Try writing your own product descriptions so your content is original.

Product pages

If you have a shopping cart, product pages are a hotbed for duplicate content. Usually most people will add multiple products to their site using the same product description but only changing colour, size or another minor element to differentiate these products. As most of the content is the same you could have hundreds of pages with duplicate content on them.

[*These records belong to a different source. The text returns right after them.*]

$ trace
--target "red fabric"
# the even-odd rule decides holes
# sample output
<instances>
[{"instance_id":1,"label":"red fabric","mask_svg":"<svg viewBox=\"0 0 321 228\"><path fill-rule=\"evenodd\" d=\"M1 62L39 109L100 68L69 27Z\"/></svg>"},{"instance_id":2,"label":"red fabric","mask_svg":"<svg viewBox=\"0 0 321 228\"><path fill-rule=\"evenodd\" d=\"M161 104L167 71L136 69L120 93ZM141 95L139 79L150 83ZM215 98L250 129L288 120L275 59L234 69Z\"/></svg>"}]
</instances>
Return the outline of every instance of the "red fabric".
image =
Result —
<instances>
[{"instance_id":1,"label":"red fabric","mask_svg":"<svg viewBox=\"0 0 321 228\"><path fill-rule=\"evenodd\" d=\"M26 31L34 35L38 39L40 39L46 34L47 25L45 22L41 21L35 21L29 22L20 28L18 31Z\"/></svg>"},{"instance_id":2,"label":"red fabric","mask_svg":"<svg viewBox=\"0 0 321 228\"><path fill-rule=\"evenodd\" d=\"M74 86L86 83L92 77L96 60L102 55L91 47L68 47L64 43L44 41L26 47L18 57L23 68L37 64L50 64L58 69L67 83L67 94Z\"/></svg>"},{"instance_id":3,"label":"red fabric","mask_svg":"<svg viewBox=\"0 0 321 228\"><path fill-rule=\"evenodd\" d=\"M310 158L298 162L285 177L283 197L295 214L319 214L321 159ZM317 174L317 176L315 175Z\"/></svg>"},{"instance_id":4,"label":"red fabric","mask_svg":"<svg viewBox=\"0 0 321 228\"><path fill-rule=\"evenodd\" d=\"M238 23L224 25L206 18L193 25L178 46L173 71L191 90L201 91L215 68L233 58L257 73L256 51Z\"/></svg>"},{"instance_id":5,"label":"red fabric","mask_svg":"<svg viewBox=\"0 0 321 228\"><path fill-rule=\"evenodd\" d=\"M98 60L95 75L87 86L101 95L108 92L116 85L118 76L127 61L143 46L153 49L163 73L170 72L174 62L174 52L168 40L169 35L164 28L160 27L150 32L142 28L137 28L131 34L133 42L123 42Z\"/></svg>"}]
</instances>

FIX: You could re-write all your shopping cart pages however, if you have a few thousand products this could be a very large job indeed.
Another option is to analyse your website and find out which product generates the most revenue for you and filter out the others using a robots.txt file. (This isn’t the best solution however, you may find the lift in rankings due to less duplicate content penalties will increase your revenue.)

Stolen content

If others have stolen your content, this could lead to a search engine indexing the wrong version (theirs!!). To see if anyone has stolen your content try using Copyscape.

Multiple domains

If you have multiple domains you will want to ‘301 re-direct’ these to your main domain name. Don’t set up multiple websites using the same content on different domains as this will cause issues with duplicate content filters.

The final word

duplicate contentAs you can see there’s a few ways your site can produce duplicate content. If you are aware of these issues and take appropriate measures to ensure your site doesn’t suffer from these, you shouldn’t have too many problems.